On entering the theatre, the stage curtain was animated by Zach Lieberman’s art installation, inspired by Atwood’s latest novel Hag-Seed. Drawing on the themes in the book, text flexed and words became costumes around the hollow of a figure, shuddering, and reforming. This collaboration showed the power when writers and visual artist inspire each other’s work.
Atwood was joined on stage by Dr Liesl King, Head of Programme: English Literature at York St John University. An event of this nature relies on the strength of conversation between the two participants, and Dr King’s questions were insightful and open enough to allow the discussion to shift across different themes in Atwood’s work.
The main focus was, of course, Hag-Seed. The fourth novel in the Hogarth Shakespeare series, Hag-Seed is inspired by The Tempest. Atwood talked about how she was lucky to be asked early, allowing her to choose the play she wanted to work with for the series, and explained that this was because Shakespeare’s play is about the magic of theatre, with Ariel as the special effects guy. She also talked briefly about her writing routine, which she described as “rash commitment, procrastination, and panic”.

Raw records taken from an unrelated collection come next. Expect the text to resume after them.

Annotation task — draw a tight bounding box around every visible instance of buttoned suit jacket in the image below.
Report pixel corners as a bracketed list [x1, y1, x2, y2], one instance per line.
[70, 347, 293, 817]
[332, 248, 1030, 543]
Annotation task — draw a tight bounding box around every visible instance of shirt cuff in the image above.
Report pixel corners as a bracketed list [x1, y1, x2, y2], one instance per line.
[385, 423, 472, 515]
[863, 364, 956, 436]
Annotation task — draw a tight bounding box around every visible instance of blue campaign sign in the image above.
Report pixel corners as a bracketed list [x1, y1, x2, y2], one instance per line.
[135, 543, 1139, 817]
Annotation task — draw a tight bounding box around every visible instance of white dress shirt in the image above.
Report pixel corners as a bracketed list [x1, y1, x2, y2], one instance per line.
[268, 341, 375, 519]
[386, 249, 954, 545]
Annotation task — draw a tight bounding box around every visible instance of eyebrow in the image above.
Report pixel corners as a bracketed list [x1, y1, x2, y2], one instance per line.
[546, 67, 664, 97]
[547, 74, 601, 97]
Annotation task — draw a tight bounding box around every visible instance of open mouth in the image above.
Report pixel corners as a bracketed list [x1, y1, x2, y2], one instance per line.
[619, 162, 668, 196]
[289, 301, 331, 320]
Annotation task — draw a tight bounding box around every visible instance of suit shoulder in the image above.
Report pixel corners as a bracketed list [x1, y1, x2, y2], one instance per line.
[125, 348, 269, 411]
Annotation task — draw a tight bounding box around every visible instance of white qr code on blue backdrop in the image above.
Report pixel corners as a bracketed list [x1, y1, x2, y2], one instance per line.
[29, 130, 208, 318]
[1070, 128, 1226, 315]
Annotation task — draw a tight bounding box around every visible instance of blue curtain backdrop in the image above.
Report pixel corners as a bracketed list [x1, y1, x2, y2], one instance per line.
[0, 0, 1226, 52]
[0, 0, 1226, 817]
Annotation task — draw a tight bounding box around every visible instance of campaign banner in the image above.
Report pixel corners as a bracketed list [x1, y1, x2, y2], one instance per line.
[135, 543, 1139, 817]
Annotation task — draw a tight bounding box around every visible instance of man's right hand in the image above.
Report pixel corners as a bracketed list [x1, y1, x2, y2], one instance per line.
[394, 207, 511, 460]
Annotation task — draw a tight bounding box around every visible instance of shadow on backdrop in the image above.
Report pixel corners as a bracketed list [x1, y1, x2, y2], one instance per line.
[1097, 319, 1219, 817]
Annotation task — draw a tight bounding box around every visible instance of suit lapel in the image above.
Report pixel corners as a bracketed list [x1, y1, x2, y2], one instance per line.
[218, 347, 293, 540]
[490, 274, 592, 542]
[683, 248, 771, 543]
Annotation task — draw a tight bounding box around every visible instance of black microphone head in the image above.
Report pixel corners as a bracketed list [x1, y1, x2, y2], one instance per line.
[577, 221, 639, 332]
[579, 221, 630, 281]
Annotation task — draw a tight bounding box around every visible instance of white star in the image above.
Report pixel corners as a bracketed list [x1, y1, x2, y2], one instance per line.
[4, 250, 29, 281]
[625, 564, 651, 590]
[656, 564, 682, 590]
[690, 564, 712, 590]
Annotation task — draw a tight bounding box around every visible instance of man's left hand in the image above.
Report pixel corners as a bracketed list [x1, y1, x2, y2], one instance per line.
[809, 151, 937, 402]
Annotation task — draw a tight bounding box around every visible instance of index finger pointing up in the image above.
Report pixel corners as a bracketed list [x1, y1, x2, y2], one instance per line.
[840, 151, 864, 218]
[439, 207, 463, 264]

Following a brief history of how The Tempest has been re-interpreted since it was written, Margaret talked about why, thematically, it felt right to set Hag-Seed in a prison, as this element is present in the original play. (I won’t give too much away. There was an option to get a signed copy on the evening, which I took advantage of).
The conversation then moved on to Future Library, a fascinating project by artist Katie Paterson. Each year for one hundred years a writer will be asked to contribute a text, which will be sealed and remain unread until 2114. At the end of the century a forest grown in Norway for the duration will be harvested and the books printed in 2114. Atwood was the first writer asked to contribute. Dr King asked how it felt that no-one living would read it, and Atwood talked about travelling to Norway with the sealed manuscript, with the risk that customs might ask her what was in the box, which would be met with a refusal to open it.
Following the main section of the evening Dr King opened up questions to the audience. The remaining part of the event included discussions about the need for children to be active, why Canada has produced so many good female writers, and clarification about the third epitaph in The Handmaid’s Tale.
Margaret Atwood was insightful and knowledgeable, with a very dry sense of humour. Throughout the evening it was a pleasure to listen to her speak about her work. If you get a chance to see her talk on her next visit I highly recommend grabbing a ticket before they sell out.